At Facebook, we are using a similar technique to crop images. The part that is different is that instead of using the center of all the faces, we find the viewport that maximizes the number of faces to be displayed. http://blog.vjeux.com/2012/image/best-cropping-position.html
That's going to be the next step for these as requests come in for images of low aspect ratio which generally just become resized smaller instead of cropped around a face.
Thumbor (https://github.com/globocom/thumbor) is a great Python library for helping cropping which uses openCV for facial detection (as well as other algorithms for finding "interesting" parts of photos)
Thanks for posting that. I haven't seen that one in a while but built a few. I'd recommend if anyone uses it to not expose it directly to the internet, once someone malicious sees all the sizes in the URL they may try hitting 1..n X 1..M which is a big hard on the servers.
We used specifically named sizes to avoid that problem although whitelisting in the edge servers would also work.
I implemented something like this with OpenCV late last year using a node.js wrapper. We were looking to do something similar for image cropping. What I found was that OCV was kind of unreliable. A major percent of the time, it would mark knees as faces or even wrinkles in pictures of women's handbags. It was a side project and we didn't pursue it, so I was unclear if there was a way to train it over time. If so, did you do this to improve your accuracy?
I also used PIL a few years back to do image generation from text. I kept running into memory fragmentation bugs, weird artifacts creeping into images, etc. I haven't been able to recommend PIL for any serious work since then. Has this gotten better?
We haven't trained our model at all and just use the include XML file. We have adjusted the default neighbors threshold which helps mitigate the knee factor. Faces tend to be in the 40+ neighbors range from my trials and the default is 3.
We use ImageMagick for cropping and resizing, PIL was just easier for the example. I haven't noticed any issue with PIL but I also haven't used it for any serious image processing.
I built something like this to automate cropping headshots for players in major sports. I figured it would work flawlessly after I ran a few test images through, but it turns out that it failed detecting a face or gave the wrong coordinates about 20% of the time.
I'm curious to know what the success rate of SeatGeek's process is.
Were you using your own test data or a provided XML file?
Sports shots in our case don't get a great hit rate. Adjusting the `minNeighbors` parameter can help out with that depending on how many false positives you can accept. Musical artist misses are in the single digit percentages although shadows and strange backgrounds can give some additional faces that we don't really care for.

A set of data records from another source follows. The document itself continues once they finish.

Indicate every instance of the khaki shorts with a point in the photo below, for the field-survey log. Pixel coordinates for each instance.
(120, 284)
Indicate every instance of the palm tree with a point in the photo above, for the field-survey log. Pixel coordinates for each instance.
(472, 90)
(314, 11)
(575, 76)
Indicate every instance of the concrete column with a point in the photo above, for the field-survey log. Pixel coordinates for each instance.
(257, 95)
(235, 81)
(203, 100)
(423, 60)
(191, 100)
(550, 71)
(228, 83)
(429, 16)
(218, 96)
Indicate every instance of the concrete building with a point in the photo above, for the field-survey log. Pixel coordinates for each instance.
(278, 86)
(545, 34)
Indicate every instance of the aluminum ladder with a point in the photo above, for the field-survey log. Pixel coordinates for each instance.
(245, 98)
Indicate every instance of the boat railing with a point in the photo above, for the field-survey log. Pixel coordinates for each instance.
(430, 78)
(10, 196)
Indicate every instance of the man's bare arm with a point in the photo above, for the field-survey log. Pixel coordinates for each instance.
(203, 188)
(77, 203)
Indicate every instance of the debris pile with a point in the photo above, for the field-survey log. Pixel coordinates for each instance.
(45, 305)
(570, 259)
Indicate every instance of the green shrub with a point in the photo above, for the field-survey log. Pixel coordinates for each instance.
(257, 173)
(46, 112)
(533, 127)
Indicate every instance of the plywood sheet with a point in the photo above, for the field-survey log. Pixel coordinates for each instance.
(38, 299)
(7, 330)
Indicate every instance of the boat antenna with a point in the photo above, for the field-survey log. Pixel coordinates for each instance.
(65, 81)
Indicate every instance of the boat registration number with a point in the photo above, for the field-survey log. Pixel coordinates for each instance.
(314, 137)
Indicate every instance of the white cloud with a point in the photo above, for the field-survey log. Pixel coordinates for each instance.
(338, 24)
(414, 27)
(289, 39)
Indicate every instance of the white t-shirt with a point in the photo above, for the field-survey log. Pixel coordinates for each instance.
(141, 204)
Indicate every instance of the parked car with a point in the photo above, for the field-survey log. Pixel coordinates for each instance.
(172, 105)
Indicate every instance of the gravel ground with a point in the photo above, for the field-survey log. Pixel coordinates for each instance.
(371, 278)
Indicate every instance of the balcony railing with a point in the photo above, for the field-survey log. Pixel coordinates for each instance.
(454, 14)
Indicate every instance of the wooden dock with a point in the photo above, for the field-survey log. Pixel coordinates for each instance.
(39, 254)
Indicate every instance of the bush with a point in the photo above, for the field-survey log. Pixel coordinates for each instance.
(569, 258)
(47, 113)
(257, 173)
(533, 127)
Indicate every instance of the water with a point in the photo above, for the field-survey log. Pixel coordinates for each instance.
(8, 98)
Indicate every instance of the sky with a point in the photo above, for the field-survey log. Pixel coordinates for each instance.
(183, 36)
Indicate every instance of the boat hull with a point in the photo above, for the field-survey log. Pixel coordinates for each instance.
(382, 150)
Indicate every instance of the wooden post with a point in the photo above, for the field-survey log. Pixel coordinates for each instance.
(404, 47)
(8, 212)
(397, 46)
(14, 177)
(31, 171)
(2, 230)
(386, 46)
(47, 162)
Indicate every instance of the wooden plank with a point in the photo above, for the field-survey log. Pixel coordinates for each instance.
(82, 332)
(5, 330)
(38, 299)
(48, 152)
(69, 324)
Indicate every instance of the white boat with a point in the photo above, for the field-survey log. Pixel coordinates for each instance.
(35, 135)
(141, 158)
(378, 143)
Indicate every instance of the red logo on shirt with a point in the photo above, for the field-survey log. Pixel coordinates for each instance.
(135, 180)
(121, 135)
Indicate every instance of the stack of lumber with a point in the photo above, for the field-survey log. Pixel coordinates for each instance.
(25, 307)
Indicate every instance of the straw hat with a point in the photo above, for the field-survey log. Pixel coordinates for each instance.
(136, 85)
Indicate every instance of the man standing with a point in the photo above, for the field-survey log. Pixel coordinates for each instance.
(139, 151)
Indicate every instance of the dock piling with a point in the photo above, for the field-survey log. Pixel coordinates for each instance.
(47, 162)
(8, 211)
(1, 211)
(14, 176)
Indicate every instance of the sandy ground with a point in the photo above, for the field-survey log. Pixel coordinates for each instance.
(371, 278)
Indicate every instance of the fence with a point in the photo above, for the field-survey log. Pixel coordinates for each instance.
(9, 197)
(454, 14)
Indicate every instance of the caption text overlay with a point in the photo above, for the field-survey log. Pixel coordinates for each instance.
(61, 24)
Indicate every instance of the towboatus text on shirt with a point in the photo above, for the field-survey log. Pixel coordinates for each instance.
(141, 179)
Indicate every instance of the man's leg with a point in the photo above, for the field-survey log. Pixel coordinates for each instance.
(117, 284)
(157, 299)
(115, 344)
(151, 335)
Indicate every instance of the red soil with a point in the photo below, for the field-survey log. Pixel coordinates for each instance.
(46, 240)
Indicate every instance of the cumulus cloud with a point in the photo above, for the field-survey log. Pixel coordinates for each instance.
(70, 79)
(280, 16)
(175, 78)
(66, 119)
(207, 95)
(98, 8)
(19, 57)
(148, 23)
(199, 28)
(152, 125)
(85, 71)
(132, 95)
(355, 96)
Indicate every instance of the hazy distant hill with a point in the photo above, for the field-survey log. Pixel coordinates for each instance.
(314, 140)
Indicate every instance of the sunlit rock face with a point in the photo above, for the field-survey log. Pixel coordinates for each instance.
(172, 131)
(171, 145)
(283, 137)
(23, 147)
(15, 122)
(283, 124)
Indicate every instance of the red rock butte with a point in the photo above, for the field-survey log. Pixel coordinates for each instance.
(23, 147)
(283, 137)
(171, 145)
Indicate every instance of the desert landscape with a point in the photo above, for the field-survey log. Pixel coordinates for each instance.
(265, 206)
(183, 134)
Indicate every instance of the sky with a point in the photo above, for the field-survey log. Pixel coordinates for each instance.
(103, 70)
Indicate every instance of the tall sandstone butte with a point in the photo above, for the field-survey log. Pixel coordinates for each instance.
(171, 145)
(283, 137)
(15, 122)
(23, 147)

When collecting images we are now searching for those with more direct faces visible to make the detection easier. After that though we just try to get the face in the direct center and fall back to hoping the face is in that spot if we can't detect any.
At some point I want to try checking for partial face matches as well which should help in major sports since we tend not to use headshots.
I haven't touched the app in about a month, updated the library to the most recent version, and I'm now getting a 100% hit rate. I guess the library was a bit buggy.
Also, these headshots are the ones the players take before the season starts, not action shots. In theory there should be a high hit rate.
Beards and sunglasses also tend to cause problems. It's also nice to allow manual setting of where faces in some web editor to override what OpenCV might find.